There is also a deeper problem with the sector's advocacy position on this issue. The argument that private practices deliver better services than NFPs is widespread, but when you ask for evidence, there is none. The commentary across the sector is almost entirely anecdotal, and anecdotal evidence, however valid the individual experience, is not the kind of evidence that shifts procurement policy. If the private practice sector wants a seat at the table, producing that evidence is the gap that needs filling. I've written previously about why Allied Health advocacy keeps hitting a ceiling when it leads with hardship rather than evidence of value. The Thriving Kids response follows the same pattern.
What constructive engagement looks like
The Allied Health sector already has an adversarial relationship with the NDIA over pricing, regulatory burden and the APR. Extending that "us against them" mentality to NFPs reduces the sector's allies at a time when it can least afford to lose them. Clinicians work at these NFPs. They are represented by the same peak bodies. They face the same workforce pressures. Treating them as the enemy serves nobody.
Combative advocacy gets you labelled as someone who is going to always complain, and it rarely gets you considered as someone who wants to work constructively with government. The alternative is co-design: positioning yourself as a sector that can improve the design of policy, backed by data and research rather than frustration.
What's actually available to private practices
Three realistic pathways worth considering.
Subcontracting. The commissioned NFPs will need clinicians to deliver the Allied Health therapy component of targeted supports. The Advisory Group report is clear that targeted supports should be delivered by professionals trained in disciplines such as occupational therapy, speech pathology, physiotherapy, podiatry, audiology and psychology.
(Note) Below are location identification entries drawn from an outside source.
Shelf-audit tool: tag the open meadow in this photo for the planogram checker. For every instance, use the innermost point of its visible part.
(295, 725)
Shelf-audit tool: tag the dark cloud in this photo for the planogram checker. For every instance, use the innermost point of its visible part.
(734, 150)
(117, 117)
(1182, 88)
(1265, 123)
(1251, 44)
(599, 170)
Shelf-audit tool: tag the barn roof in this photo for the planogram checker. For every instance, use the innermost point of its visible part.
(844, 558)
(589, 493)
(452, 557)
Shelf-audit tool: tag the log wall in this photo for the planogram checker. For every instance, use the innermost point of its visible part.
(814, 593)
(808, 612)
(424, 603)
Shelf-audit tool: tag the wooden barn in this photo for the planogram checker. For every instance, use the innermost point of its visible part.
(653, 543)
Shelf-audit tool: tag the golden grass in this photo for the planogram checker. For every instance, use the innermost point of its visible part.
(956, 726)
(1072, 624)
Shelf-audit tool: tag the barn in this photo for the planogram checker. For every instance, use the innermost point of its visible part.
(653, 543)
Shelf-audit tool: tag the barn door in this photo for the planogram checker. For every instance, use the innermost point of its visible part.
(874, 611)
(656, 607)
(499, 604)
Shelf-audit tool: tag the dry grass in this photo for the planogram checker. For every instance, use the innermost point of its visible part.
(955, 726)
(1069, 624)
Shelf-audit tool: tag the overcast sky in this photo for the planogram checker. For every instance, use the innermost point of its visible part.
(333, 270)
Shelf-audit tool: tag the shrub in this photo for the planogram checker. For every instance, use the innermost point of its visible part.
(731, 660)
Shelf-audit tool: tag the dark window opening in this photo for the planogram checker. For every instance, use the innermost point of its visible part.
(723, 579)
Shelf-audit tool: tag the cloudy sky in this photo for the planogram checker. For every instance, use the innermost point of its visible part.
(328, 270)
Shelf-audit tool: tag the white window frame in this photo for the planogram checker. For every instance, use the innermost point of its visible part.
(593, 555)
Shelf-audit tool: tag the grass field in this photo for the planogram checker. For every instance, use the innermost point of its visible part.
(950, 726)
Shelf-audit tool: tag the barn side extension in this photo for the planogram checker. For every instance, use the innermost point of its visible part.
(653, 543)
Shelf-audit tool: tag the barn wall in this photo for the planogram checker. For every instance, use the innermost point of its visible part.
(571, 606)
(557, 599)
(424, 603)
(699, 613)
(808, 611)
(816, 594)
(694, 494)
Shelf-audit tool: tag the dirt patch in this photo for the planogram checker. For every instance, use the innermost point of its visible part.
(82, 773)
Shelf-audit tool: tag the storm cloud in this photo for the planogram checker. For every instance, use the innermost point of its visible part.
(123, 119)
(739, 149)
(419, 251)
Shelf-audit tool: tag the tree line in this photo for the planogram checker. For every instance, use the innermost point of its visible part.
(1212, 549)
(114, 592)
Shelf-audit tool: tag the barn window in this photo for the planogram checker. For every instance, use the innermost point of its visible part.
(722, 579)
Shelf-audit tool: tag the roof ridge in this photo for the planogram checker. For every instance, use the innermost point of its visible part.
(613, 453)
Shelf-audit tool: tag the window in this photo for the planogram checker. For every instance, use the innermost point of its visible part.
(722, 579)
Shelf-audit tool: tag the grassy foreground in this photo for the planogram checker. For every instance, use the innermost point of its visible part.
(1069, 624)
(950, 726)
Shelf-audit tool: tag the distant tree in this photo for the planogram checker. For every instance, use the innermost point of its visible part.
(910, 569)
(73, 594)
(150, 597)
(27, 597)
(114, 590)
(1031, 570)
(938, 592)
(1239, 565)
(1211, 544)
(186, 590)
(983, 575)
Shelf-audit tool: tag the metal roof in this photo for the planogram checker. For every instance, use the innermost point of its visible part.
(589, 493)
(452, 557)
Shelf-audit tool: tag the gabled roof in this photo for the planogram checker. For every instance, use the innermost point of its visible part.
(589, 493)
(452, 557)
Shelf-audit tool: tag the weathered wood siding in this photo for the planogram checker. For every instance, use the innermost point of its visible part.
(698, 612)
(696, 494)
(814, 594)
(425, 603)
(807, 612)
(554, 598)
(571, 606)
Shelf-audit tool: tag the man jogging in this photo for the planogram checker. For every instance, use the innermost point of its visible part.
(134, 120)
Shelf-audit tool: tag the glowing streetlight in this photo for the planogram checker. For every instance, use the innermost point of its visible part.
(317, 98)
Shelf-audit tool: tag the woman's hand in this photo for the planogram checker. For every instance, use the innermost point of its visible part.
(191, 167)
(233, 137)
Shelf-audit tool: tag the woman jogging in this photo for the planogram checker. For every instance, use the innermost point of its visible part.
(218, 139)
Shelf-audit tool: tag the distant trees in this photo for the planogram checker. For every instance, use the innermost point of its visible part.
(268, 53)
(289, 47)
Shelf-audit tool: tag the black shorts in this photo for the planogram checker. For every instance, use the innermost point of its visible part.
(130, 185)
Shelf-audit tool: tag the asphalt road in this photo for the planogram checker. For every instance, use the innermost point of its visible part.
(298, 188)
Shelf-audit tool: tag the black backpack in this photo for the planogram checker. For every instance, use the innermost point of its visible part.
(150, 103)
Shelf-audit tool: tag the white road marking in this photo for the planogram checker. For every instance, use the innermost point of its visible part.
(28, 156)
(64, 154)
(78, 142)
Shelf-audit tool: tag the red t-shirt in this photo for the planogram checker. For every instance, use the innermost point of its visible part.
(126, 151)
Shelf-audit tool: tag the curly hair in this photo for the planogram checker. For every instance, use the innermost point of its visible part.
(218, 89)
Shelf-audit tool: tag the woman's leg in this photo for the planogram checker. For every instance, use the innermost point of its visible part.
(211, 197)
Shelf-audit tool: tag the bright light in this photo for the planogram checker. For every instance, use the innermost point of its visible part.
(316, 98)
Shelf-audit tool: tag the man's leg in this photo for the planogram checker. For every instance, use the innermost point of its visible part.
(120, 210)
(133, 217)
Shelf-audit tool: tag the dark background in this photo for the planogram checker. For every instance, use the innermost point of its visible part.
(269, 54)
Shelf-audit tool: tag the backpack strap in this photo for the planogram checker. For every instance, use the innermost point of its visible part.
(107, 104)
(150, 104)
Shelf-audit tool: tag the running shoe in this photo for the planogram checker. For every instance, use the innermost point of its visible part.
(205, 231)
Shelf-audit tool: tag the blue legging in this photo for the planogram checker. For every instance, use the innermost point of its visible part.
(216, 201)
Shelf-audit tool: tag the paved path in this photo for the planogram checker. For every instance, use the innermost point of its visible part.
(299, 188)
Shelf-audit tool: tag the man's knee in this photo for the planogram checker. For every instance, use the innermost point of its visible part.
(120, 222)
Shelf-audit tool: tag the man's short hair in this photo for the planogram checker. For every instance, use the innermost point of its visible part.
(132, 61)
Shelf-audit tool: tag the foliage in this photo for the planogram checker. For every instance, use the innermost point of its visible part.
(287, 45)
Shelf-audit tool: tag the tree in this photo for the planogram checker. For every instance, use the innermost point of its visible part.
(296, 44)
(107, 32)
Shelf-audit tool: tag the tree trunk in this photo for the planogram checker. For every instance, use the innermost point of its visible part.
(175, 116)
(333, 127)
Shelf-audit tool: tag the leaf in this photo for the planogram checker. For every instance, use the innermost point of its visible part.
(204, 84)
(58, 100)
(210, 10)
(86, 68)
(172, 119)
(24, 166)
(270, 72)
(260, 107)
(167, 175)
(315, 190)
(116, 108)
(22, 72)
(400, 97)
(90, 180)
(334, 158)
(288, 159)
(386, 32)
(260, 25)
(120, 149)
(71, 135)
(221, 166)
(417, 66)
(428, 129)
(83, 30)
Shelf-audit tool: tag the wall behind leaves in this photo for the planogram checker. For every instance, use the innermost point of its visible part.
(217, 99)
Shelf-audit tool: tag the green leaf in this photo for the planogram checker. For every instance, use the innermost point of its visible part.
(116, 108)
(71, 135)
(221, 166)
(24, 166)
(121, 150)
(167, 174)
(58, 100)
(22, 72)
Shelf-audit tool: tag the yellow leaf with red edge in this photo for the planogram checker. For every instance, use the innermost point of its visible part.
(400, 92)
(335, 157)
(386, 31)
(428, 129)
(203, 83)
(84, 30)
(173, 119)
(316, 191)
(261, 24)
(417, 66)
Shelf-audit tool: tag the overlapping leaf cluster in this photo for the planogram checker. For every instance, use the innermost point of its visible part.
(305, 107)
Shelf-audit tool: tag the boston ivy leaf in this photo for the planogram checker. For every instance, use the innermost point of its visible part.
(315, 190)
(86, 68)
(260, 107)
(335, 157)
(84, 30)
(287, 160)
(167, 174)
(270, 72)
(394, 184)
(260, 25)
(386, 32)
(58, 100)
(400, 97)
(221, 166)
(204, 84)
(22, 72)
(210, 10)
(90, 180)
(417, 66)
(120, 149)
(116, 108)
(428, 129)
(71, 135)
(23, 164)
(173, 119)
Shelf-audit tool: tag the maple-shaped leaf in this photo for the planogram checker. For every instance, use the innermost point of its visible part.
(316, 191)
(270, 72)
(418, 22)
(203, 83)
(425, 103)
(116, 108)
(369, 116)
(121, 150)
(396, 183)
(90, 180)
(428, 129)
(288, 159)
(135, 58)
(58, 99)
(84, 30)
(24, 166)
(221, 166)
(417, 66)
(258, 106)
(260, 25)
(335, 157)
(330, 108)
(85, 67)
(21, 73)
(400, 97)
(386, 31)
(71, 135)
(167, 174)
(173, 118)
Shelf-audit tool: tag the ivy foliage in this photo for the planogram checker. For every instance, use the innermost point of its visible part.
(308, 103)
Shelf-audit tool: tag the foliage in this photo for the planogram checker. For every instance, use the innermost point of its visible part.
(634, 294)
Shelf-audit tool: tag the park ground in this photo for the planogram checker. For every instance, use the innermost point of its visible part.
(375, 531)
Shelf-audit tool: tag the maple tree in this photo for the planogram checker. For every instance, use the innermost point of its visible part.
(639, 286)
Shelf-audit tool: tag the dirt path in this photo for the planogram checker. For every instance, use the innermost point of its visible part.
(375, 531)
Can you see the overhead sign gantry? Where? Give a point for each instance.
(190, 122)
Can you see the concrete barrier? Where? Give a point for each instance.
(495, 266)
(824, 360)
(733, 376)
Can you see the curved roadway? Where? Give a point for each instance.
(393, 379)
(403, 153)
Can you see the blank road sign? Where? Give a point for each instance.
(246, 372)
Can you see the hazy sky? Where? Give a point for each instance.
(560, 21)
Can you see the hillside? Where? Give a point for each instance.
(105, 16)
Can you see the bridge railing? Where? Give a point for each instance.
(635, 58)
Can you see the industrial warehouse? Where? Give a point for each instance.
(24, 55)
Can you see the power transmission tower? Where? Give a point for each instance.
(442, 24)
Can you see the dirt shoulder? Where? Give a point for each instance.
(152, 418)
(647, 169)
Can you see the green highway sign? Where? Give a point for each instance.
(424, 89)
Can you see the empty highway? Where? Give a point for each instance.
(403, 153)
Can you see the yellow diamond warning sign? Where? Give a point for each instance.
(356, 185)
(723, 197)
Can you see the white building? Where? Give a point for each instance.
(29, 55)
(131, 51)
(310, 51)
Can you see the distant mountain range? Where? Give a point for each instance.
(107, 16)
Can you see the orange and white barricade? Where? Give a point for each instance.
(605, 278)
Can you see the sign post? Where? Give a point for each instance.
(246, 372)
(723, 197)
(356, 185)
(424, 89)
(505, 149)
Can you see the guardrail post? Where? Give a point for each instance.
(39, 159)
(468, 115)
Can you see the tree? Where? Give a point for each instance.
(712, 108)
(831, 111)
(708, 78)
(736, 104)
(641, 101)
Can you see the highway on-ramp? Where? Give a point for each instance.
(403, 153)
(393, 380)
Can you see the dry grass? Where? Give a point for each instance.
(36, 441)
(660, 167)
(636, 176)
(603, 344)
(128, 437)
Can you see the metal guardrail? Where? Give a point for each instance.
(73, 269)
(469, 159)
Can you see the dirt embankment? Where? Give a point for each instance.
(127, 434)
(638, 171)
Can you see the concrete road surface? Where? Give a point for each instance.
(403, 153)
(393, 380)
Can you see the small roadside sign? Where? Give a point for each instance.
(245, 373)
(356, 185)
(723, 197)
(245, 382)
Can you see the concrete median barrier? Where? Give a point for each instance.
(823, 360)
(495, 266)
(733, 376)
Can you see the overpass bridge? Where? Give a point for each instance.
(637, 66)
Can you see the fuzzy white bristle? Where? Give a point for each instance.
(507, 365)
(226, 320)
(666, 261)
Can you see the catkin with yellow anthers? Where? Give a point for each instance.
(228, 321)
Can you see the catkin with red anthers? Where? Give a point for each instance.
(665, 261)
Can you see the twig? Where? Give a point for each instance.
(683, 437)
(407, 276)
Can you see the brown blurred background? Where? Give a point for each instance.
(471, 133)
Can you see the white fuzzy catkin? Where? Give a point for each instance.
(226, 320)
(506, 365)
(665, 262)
Many NFPs will subcontract to meet this need, particularly in areas where they lack workforce coverage. If your practice has documented clinical governance, competitive pricing and the ability to deliver where the NFP can't, this is a genuine pathway. Worth noting that DCJ's policy requires contracted providers to justify any for-profit subcontracting arrangements, so each arrangement needs approval rather than being automatic.
Exceptional circumstances. The EOI process explicitly allows for private providers where NFPs cannot deliver. Realistically, this means thin markets: remote and very remote areas where no NFP has workforce presence, or highly specialised services that are unavailable from NFPs. If that describes your practice, submit an EOI.
Diversification. If Thriving Kids reduces your early childhood caseload, the question is where your next revenue comes from. Support at Home, private fee-for-service, schools and NDIS segments that remain unaffected are all worth exploring.
Where this leaves us
The NSW Thriving Kids delivery model is confirmed. A few things worth taking away from this:
The decision to commission NFPs is structural DCJ procurement policy that has been in place for years. It applies across all DCJ-funded human services. Thriving Kids followed the playbook. Other states may take a different approach.
The frustration across the private practice community is understandable. Multiple pressures are converging and the compound effect is real. But the sector's advocacy response, led by anecdote and outrage rather than evidence, is not going to change procurement policy.
If the private practice sector wants a seat at the table, it needs to produce the data that proves its value, engage constructively with the NFPs that will hold these contracts and position for subcontracting, exceptional circumstances or diversification.
I'll be writing more about Allied Health advocacy as the year goes on, including what constructive engagement with reform actually looks like in practice.